A Debian package contains some metadata about the packaged program. For instance, its homepage URL is stored in the source package control file (debian/control) and propagated through the Debian source control file (.dsc). The problem with this approach is that to update the metadata, one has to update the whole package.

Today, thousands of Debian source packages are developed in a version control system, most often Subversion or Git. The repository's URL is also propagated through the control files mentioned above. It is then possible to monitor the main branch to detect and propagate changes without needing to upload to the Debian archive.

In 2009, I proposed to centralise metadata about Upstream in a YAML-formatted file, debian/upstream. We are now using it in the Debian Med project to propagate bibliographic references about the manuscripts describing the packaged programs. The references can be seen on our web sentinels for our metapackages. The data transits through the Ultimate Debian Database (UDD).

Let's imagine that the concept gains success and that thousands of packages provide a debian/upstream file. How can we avoid thousands of daily requests on Alioth to keep the database up to date ?

I am developing a system called Umegaya, for Umegaya is a MEtadata GAtherer using YAml. Umegaya provides a web interface with a simple URL structure to retrieve data. For instance, http://upstream-metadata.debian.net/emboss/reference-year returns 2000, the year where the first scientific article describing EMBOSS was published. If at the time of retrieval, the previous update was older than one hour, the system will read the package's debian/upstream file again. It is therefore by reading the data that it is kept up to date. Conversely, to update the database after modifying debian/upstream, one just has to access it.

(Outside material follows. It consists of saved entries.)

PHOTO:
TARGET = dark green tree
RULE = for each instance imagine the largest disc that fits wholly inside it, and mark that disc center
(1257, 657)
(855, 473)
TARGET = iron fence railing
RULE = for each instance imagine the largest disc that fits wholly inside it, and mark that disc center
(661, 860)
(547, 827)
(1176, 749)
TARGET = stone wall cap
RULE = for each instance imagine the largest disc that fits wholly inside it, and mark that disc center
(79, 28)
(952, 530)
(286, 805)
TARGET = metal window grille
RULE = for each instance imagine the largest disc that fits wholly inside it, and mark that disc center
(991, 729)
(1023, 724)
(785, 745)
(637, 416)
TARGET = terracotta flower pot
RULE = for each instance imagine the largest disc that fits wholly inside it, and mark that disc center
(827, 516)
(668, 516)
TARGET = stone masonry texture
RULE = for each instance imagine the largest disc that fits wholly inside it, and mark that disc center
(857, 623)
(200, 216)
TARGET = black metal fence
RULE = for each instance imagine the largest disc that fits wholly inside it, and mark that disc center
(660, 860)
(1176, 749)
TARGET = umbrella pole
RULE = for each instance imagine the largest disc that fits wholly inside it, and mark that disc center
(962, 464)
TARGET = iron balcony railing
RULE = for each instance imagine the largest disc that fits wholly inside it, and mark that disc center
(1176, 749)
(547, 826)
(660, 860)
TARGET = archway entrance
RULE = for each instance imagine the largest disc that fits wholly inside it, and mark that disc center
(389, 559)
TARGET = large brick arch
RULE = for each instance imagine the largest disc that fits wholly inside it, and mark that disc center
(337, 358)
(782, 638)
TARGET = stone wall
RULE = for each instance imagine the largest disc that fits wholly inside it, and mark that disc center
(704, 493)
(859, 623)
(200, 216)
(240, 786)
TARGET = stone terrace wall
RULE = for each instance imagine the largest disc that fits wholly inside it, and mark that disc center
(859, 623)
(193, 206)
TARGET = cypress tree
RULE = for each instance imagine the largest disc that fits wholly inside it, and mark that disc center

Umegaya is still a draft, and many things may change. But the service is already up for more than a year at the address upstream-metadata.debian.net. It is used to fill the Subversion repository called packages-metadata, with gathers the debian/upstream, debian/control and debian/copyright files from recently uploaded packages (since a few months). One can see there that among the 3,646 copyright files, 1,218 declare themselves conformant to the machine-readable format 1.0.

Because I like a lot the principle package what you use, use what you package, umegaya entered the Debian archive a few days ago.